Por exemplo: a cidade de Linhares, no Espírito Santo, foi uma das primeiras do mundo a reconhecer suas ondas como seres vivos. A Câmara Municipal concedeu personalidade jurídica às ondas junto à foz do Rio Doce, com o intuito de proteger sua forma física, seus ciclos ecológicos e sua composição química. A lei local também designou guardiões para representar essas ondas em questões públicas, para garantir a integridade de um dos maiores patrimônios ambientais da região.

Essa conquista é fruto de intenso labor de uma comunidade ecológica, na qual se destaca a advogada ambiental Vanessa Hasson, diretora executiva da ONG Mapas e especialista pela Faculdade de Saúde Pública da USP. Ela conseguiu articular um trabalho que prosperou e foi exitoso, junto com surfistas, ativistas e moradores locais. Não é fácil superar a barreira conservadora da vetusta e às vezes anacrônica estrutura jurídica tradicional.
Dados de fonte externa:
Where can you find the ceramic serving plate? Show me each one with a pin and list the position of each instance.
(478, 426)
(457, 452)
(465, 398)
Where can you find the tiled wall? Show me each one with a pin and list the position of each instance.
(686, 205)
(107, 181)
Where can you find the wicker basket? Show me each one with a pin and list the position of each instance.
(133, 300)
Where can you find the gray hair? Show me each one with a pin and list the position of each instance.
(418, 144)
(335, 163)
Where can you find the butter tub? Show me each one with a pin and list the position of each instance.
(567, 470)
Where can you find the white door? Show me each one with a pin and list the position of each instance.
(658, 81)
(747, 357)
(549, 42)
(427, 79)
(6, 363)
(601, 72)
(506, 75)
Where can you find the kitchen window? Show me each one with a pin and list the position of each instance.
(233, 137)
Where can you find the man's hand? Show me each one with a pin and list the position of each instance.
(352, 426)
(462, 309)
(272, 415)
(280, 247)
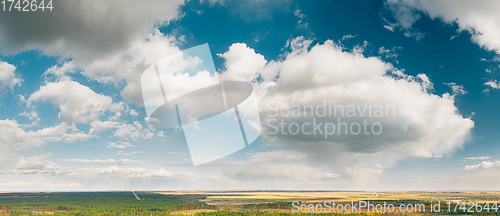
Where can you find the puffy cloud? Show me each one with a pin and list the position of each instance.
(485, 165)
(8, 78)
(133, 132)
(84, 30)
(242, 63)
(102, 162)
(122, 145)
(493, 84)
(414, 122)
(480, 19)
(38, 165)
(456, 89)
(77, 103)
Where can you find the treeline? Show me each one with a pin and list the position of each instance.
(267, 213)
(98, 203)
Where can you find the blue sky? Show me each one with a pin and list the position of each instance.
(72, 116)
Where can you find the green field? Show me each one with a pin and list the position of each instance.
(220, 202)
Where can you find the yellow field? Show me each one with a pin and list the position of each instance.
(232, 199)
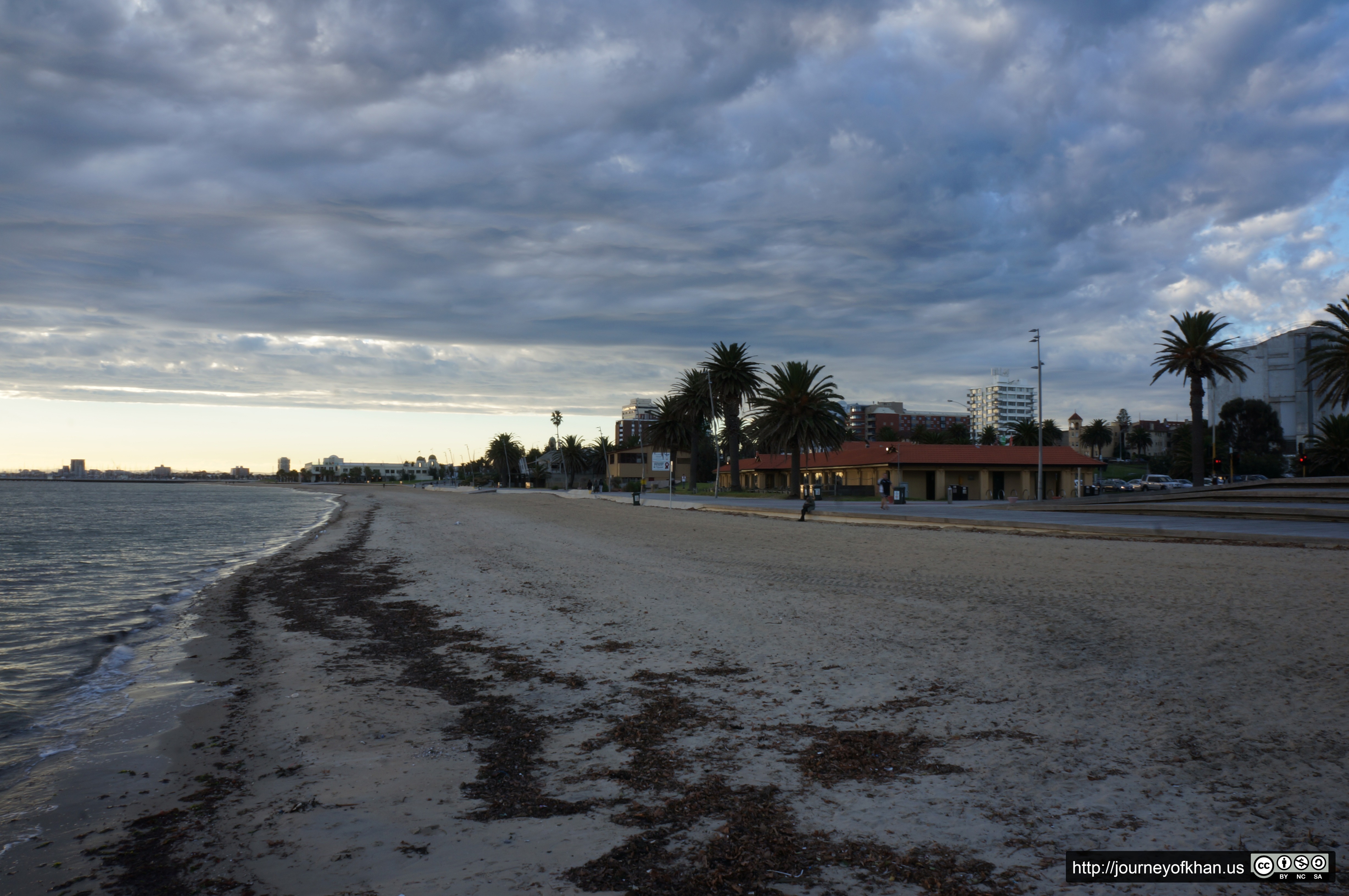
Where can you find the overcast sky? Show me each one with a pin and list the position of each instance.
(486, 208)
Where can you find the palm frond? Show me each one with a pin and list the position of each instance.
(1328, 357)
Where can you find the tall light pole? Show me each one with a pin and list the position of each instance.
(717, 447)
(558, 427)
(1039, 416)
(952, 401)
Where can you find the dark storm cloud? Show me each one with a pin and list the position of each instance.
(471, 203)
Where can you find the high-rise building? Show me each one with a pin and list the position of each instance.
(1280, 377)
(1003, 404)
(637, 419)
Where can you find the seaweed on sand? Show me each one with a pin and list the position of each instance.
(835, 756)
(760, 845)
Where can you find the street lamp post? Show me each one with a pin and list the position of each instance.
(717, 447)
(952, 401)
(1039, 416)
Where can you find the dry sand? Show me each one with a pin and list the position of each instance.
(501, 694)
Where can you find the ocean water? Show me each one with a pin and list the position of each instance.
(98, 586)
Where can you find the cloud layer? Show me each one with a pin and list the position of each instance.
(521, 206)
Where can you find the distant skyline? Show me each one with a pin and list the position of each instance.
(241, 231)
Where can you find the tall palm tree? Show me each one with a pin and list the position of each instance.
(796, 409)
(1329, 451)
(1197, 354)
(574, 458)
(1097, 435)
(601, 450)
(668, 431)
(1141, 439)
(695, 405)
(504, 453)
(736, 381)
(1026, 434)
(1328, 357)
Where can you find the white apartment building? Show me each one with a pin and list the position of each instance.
(1278, 376)
(640, 409)
(1003, 404)
(334, 467)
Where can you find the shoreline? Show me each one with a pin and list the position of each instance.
(65, 801)
(475, 696)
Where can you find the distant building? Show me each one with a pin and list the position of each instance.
(334, 467)
(636, 466)
(866, 422)
(866, 419)
(1280, 377)
(637, 419)
(1003, 404)
(985, 472)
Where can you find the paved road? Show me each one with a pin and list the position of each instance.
(1000, 513)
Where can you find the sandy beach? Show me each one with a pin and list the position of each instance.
(521, 694)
A luta começou em 2015 e, com a conexão trazida pela cientista, foi mais viável conferir consistência à tese, que foi bem sucedida narrativa jurídica. Não é novidade, pois iniciativas internacionais já reconhecem elementos naturais como sujeitos de direito. Há rios, florestas e mesmo árvores isoladas já consideradas sujeitos de direito ambiental e merecedores de proteção legal da mesma ontologia dos direitos incidentes sobre os humanos.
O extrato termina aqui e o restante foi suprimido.